Axa has opened a school for Raj. (This is something I’ve noticed about most homeschoolers, including myself. They have a fascination with playing school.) She was inspired in this case by Laura, who in These Happy Golden Years has just landed a job as a school teacher, even though she’s officially too young. Yesterday I peeked in on them. Axa was dressed up in several layers of dresses (petticoats perhaps?), and Raj was wearing somewhat less (how much less I decline to state. It rather resembled a miniature Jane instructing an even more diminutive Tarzan). She had arranged her magnetic tangrams into a little scene with flowers, sun, grass, and a worm made out of a pipe cleaner. She was deep in an explanation to her pupil regarding the importance of worms. “The worm,” she informed him, “eats little pieces of dead things and turns them into dirt. The grass needs the dirt to grow. If it weren’t for the worm, the little frog would die, because he needs the grass to keep his skin wet.” I tiptoed away, not wishing to interrupt such a delicately simply and warmly felt ecology lesson, every part of it gleaned from many personal interactions with the creatures named. This is why Charlotte Mason calls education “the science of relations,” or in other words, the art of developing relationships with the people, creatures, ideas, and things that one encounters in life and books.
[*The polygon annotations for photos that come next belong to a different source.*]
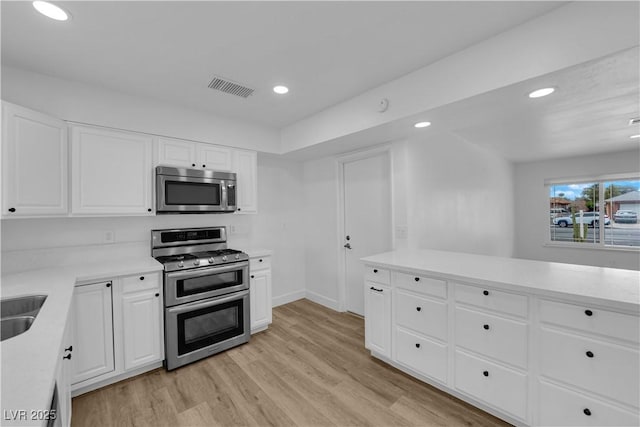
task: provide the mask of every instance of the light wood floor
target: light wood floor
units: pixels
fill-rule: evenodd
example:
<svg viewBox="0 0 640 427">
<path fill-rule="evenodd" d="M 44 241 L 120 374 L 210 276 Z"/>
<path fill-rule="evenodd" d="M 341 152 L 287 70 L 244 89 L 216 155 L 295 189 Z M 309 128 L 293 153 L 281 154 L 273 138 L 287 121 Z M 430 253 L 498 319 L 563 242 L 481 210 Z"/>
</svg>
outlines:
<svg viewBox="0 0 640 427">
<path fill-rule="evenodd" d="M 74 398 L 72 425 L 507 424 L 373 359 L 361 318 L 300 300 L 248 344 Z"/>
</svg>

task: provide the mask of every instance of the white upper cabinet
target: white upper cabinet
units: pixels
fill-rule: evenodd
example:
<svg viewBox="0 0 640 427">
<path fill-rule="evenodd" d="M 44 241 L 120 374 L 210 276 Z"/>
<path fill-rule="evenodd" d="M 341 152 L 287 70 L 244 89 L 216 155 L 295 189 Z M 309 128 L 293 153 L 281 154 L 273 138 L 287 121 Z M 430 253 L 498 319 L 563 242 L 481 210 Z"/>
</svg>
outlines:
<svg viewBox="0 0 640 427">
<path fill-rule="evenodd" d="M 158 164 L 185 168 L 195 167 L 195 143 L 179 139 L 158 138 Z"/>
<path fill-rule="evenodd" d="M 227 147 L 210 144 L 198 144 L 196 147 L 197 158 L 200 163 L 197 166 L 216 171 L 231 170 L 231 152 Z"/>
<path fill-rule="evenodd" d="M 158 138 L 158 164 L 185 168 L 231 170 L 232 149 L 219 145 Z"/>
<path fill-rule="evenodd" d="M 67 125 L 2 103 L 2 215 L 66 215 Z"/>
<path fill-rule="evenodd" d="M 151 215 L 150 135 L 89 126 L 71 128 L 71 212 Z"/>
<path fill-rule="evenodd" d="M 238 213 L 258 211 L 258 153 L 234 150 L 232 171 L 237 174 Z"/>
</svg>

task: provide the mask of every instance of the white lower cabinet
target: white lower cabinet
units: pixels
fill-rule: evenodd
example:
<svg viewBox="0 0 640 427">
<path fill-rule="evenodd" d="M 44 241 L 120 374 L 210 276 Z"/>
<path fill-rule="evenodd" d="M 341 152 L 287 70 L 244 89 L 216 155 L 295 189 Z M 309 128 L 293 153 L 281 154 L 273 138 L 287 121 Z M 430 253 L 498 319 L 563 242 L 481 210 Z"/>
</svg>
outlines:
<svg viewBox="0 0 640 427">
<path fill-rule="evenodd" d="M 365 282 L 364 292 L 365 347 L 391 357 L 391 288 Z"/>
<path fill-rule="evenodd" d="M 160 273 L 76 286 L 73 390 L 90 391 L 164 359 Z"/>
<path fill-rule="evenodd" d="M 638 426 L 637 410 L 623 409 L 600 398 L 540 381 L 538 385 L 541 426 Z"/>
<path fill-rule="evenodd" d="M 113 372 L 112 282 L 77 286 L 72 384 Z"/>
<path fill-rule="evenodd" d="M 527 374 L 460 350 L 455 367 L 456 389 L 516 418 L 527 418 Z"/>
<path fill-rule="evenodd" d="M 251 333 L 266 329 L 271 316 L 271 257 L 258 256 L 249 260 L 249 306 Z"/>
<path fill-rule="evenodd" d="M 396 360 L 418 374 L 447 382 L 447 346 L 396 328 Z"/>
<path fill-rule="evenodd" d="M 528 325 L 494 313 L 456 306 L 456 345 L 519 368 L 527 368 Z"/>
<path fill-rule="evenodd" d="M 56 369 L 56 393 L 58 394 L 58 412 L 54 425 L 71 425 L 71 375 L 73 358 L 73 312 L 69 313 L 65 325 L 62 345 L 60 346 L 60 359 Z"/>
<path fill-rule="evenodd" d="M 637 311 L 457 283 L 456 271 L 364 271 L 374 356 L 512 424 L 640 425 Z"/>
<path fill-rule="evenodd" d="M 160 290 L 152 289 L 122 297 L 124 369 L 162 360 L 162 311 Z"/>
</svg>

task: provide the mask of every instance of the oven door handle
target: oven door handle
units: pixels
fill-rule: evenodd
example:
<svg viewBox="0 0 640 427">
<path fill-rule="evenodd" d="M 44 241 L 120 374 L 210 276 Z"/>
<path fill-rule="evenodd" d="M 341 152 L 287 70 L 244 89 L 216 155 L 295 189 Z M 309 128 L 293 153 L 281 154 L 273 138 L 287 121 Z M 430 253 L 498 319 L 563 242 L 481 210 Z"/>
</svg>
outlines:
<svg viewBox="0 0 640 427">
<path fill-rule="evenodd" d="M 167 279 L 180 279 L 181 277 L 191 278 L 191 277 L 209 276 L 211 275 L 211 273 L 226 273 L 228 271 L 233 271 L 233 270 L 242 270 L 248 265 L 249 263 L 247 261 L 242 261 L 242 262 L 236 262 L 231 265 L 225 265 L 225 266 L 178 271 L 174 273 L 167 273 Z"/>
<path fill-rule="evenodd" d="M 234 292 L 230 295 L 224 295 L 218 298 L 208 298 L 201 301 L 194 301 L 186 304 L 180 304 L 174 307 L 167 308 L 167 311 L 172 314 L 180 314 L 189 311 L 199 310 L 201 308 L 207 308 L 218 304 L 224 304 L 225 302 L 235 301 L 244 298 L 249 295 L 249 291 Z"/>
</svg>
I’m almost embarrassed to admit to any degree of teaching when it comes to my children. Yes, I plan the curriculum (i.e. tell Tony which books are to be read and narrated at bedtime, download books for Axa from librivox, and make sure we have plenty of other good books around for the various other requested reading times). Basically, I collect books, and I’m very choosy. We read nothing that I don’t consider to be well worth reading. But we read a lot. Mostly, though, what I do is what Charlotte Mason calls “masterly inactivity.” Which means not interfering when children are seriously engaged in the business of “playing” (i.e. working, or rather learning, or really living). Masterly inactivity is the habit of noticing when children are doing important things (which is nearly always) and keeping out of their way so that they can do them. And whenever I do it, I am amazed at the beauty and intelligence of who they are.